SI. Un percorso psicologico non prevede l’uso di farmaci in quanto la figura professionale dello Psicologo non può prescriverne né fornire indicazioni in tal senso. Se la persona si presenta con una terapia farmacologica in corso deve continuare a seguirla come da indicazioni del proprio medico curante/psichiatra di riferimento. Tuttavia, un percorso psicologico può essere di grande aiuto nell’estinzione e superamento delle difficoltà e di conseguenza nella riduzione e eliminazione di psicofarmaci. Fanno eccezione a questa regola disturbi psichiatrici di natura endogena e che condividono caratteristiche genetiche.

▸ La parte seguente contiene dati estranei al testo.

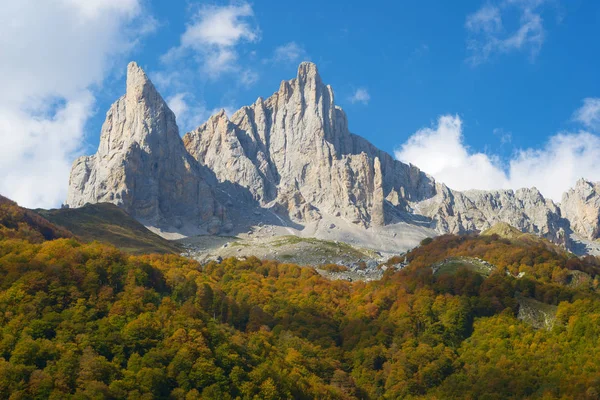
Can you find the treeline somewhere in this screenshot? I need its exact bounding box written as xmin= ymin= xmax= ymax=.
xmin=0 ymin=212 xmax=600 ymax=399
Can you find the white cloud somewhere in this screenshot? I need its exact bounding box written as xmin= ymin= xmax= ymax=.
xmin=240 ymin=69 xmax=259 ymax=87
xmin=395 ymin=115 xmax=600 ymax=201
xmin=166 ymin=92 xmax=236 ymax=134
xmin=163 ymin=3 xmax=260 ymax=78
xmin=574 ymin=97 xmax=600 ymax=130
xmin=270 ymin=42 xmax=307 ymax=64
xmin=465 ymin=0 xmax=547 ymax=65
xmin=396 ymin=115 xmax=507 ymax=190
xmin=0 ymin=0 xmax=151 ymax=207
xmin=350 ymin=88 xmax=371 ymax=105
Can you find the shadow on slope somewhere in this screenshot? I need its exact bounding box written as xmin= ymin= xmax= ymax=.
xmin=36 ymin=203 xmax=180 ymax=254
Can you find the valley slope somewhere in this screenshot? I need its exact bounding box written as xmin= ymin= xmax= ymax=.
xmin=67 ymin=62 xmax=600 ymax=252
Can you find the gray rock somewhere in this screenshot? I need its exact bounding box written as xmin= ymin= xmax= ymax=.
xmin=67 ymin=63 xmax=223 ymax=232
xmin=66 ymin=62 xmax=600 ymax=255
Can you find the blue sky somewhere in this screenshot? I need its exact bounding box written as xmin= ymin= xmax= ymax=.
xmin=0 ymin=0 xmax=600 ymax=207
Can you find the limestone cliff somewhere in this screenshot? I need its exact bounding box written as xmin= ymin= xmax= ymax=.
xmin=66 ymin=63 xmax=222 ymax=233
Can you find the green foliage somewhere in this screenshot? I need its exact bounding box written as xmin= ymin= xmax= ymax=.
xmin=38 ymin=203 xmax=179 ymax=254
xmin=0 ymin=223 xmax=600 ymax=399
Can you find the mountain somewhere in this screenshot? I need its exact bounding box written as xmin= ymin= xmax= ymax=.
xmin=67 ymin=62 xmax=600 ymax=251
xmin=66 ymin=63 xmax=222 ymax=238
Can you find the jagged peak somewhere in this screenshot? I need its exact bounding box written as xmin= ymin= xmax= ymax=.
xmin=126 ymin=61 xmax=162 ymax=98
xmin=297 ymin=61 xmax=321 ymax=84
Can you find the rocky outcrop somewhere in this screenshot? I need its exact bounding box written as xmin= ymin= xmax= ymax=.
xmin=184 ymin=63 xmax=561 ymax=237
xmin=67 ymin=59 xmax=600 ymax=253
xmin=415 ymin=184 xmax=565 ymax=240
xmin=560 ymin=179 xmax=600 ymax=240
xmin=184 ymin=63 xmax=390 ymax=226
xmin=66 ymin=63 xmax=223 ymax=233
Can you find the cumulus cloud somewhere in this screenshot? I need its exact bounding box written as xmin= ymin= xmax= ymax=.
xmin=396 ymin=115 xmax=507 ymax=190
xmin=395 ymin=115 xmax=600 ymax=201
xmin=163 ymin=3 xmax=260 ymax=78
xmin=270 ymin=42 xmax=307 ymax=64
xmin=465 ymin=0 xmax=547 ymax=65
xmin=350 ymin=88 xmax=371 ymax=105
xmin=0 ymin=0 xmax=152 ymax=207
xmin=574 ymin=97 xmax=600 ymax=130
xmin=166 ymin=92 xmax=235 ymax=134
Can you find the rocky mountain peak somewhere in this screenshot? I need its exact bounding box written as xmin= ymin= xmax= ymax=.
xmin=67 ymin=63 xmax=222 ymax=236
xmin=67 ymin=62 xmax=600 ymax=255
xmin=560 ymin=179 xmax=600 ymax=240
xmin=126 ymin=61 xmax=151 ymax=98
xmin=297 ymin=61 xmax=323 ymax=86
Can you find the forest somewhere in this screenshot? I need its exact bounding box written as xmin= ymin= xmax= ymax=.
xmin=0 ymin=201 xmax=600 ymax=400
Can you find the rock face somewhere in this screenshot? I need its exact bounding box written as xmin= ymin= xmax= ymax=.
xmin=560 ymin=179 xmax=600 ymax=240
xmin=184 ymin=63 xmax=561 ymax=237
xmin=66 ymin=63 xmax=222 ymax=232
xmin=415 ymin=185 xmax=565 ymax=240
xmin=67 ymin=59 xmax=600 ymax=253
xmin=184 ymin=63 xmax=396 ymax=226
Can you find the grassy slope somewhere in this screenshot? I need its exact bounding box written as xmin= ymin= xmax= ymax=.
xmin=0 ymin=196 xmax=73 ymax=243
xmin=481 ymin=222 xmax=565 ymax=252
xmin=37 ymin=203 xmax=179 ymax=254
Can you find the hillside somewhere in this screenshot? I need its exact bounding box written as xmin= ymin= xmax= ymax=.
xmin=36 ymin=203 xmax=179 ymax=254
xmin=0 ymin=208 xmax=600 ymax=399
xmin=0 ymin=195 xmax=73 ymax=243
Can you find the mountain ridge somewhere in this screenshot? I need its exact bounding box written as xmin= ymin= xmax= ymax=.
xmin=67 ymin=62 xmax=600 ymax=255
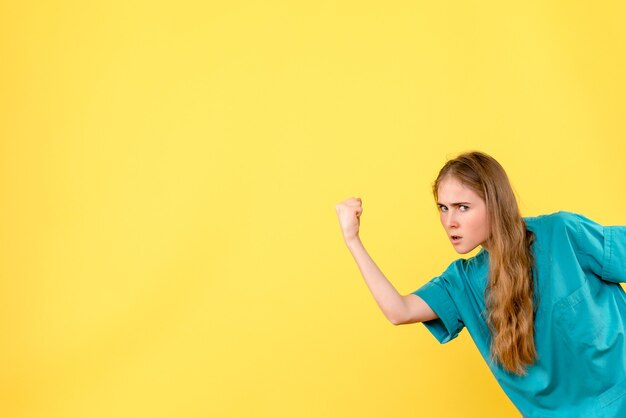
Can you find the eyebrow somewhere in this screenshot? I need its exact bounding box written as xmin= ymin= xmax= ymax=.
xmin=437 ymin=202 xmax=471 ymax=206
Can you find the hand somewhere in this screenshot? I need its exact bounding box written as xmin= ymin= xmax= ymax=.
xmin=335 ymin=197 xmax=363 ymax=242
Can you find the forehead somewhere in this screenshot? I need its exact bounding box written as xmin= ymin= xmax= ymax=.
xmin=437 ymin=177 xmax=482 ymax=204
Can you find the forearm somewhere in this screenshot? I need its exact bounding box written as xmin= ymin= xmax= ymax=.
xmin=346 ymin=237 xmax=406 ymax=325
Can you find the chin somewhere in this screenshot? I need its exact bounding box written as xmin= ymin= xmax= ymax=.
xmin=454 ymin=245 xmax=478 ymax=254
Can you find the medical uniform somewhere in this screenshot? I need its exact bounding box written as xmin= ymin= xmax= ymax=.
xmin=413 ymin=211 xmax=626 ymax=418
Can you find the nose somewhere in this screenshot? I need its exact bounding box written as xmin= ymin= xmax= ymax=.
xmin=444 ymin=211 xmax=459 ymax=229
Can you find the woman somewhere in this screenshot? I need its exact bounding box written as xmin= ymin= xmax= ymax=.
xmin=336 ymin=152 xmax=626 ymax=417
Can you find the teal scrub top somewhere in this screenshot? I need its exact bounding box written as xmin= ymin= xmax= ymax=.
xmin=413 ymin=211 xmax=626 ymax=417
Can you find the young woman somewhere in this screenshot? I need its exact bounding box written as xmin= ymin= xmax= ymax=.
xmin=336 ymin=152 xmax=626 ymax=417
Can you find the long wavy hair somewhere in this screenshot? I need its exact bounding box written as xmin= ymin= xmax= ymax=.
xmin=433 ymin=151 xmax=537 ymax=375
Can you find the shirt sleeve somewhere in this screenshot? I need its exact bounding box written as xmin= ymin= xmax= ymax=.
xmin=574 ymin=214 xmax=626 ymax=283
xmin=412 ymin=262 xmax=465 ymax=344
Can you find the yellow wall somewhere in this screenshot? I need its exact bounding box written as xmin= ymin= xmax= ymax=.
xmin=0 ymin=0 xmax=626 ymax=418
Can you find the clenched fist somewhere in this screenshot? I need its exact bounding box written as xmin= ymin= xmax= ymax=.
xmin=335 ymin=197 xmax=363 ymax=242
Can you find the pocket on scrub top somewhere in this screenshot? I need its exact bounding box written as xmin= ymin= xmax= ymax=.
xmin=554 ymin=283 xmax=607 ymax=350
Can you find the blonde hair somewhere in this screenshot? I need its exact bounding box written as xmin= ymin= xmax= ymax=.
xmin=433 ymin=151 xmax=537 ymax=375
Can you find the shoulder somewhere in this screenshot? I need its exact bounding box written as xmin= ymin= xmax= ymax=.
xmin=524 ymin=210 xmax=590 ymax=232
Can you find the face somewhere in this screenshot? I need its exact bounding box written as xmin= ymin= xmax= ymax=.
xmin=437 ymin=177 xmax=489 ymax=254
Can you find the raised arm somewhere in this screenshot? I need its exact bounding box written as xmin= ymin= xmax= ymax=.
xmin=336 ymin=198 xmax=437 ymax=325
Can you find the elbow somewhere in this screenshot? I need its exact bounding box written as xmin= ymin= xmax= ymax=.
xmin=387 ymin=315 xmax=406 ymax=325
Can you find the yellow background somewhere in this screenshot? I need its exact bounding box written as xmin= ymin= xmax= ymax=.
xmin=0 ymin=0 xmax=626 ymax=418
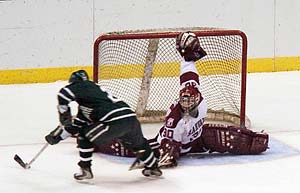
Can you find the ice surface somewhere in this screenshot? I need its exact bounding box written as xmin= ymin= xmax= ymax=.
xmin=0 ymin=72 xmax=300 ymax=193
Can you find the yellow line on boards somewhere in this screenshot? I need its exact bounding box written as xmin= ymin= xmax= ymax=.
xmin=0 ymin=57 xmax=300 ymax=84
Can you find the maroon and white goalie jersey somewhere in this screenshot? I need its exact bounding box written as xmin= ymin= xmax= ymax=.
xmin=149 ymin=61 xmax=207 ymax=164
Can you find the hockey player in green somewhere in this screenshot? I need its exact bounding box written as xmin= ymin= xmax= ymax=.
xmin=45 ymin=70 xmax=162 ymax=180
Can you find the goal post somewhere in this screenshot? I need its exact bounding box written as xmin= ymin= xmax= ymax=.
xmin=93 ymin=28 xmax=250 ymax=127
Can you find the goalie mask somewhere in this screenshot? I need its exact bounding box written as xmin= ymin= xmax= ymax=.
xmin=69 ymin=70 xmax=89 ymax=83
xmin=179 ymin=86 xmax=200 ymax=114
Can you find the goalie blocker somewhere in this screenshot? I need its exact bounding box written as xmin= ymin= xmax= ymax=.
xmin=200 ymin=124 xmax=269 ymax=154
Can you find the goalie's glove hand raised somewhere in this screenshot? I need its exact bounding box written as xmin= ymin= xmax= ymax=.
xmin=45 ymin=126 xmax=63 ymax=145
xmin=176 ymin=31 xmax=207 ymax=62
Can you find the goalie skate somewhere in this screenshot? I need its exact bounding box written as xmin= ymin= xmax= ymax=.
xmin=142 ymin=167 xmax=162 ymax=177
xmin=129 ymin=158 xmax=145 ymax=171
xmin=74 ymin=168 xmax=94 ymax=180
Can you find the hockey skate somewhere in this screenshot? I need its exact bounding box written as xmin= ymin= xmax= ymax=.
xmin=142 ymin=164 xmax=162 ymax=177
xmin=74 ymin=167 xmax=94 ymax=180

Lo psicologo ad approccio strategico si ispira a un modello che deriva dalla teoria del cambiamento, inteso come scoperta di nuove prospettive di percezione frutto dell’esperienza concreta, realizzata dal paziente in virtù di tecniche e strategie promosse durante il percorso. Attraverso una serie di piccole (ma grandi negli effetti) esperienze casuali pianificate, capaci di prevedere l’esito dell’intervento, non rigidamente strutturate e quindi autocorrettive, si procede cercando di realizzare prima il cambiamento, per poi rendere consapevole il paziente delle sue risorse e capacità. Giungendo a conoscere come funzionava il problema solo dopo averlo risolto. Questo significa orientarsi al presente e al futuro del soggetto piuttosto che al passato, permettendo di strutturare il lavoro in tempi ragionevolmente brevi e mantenere i risultati ottenuti nel tempo.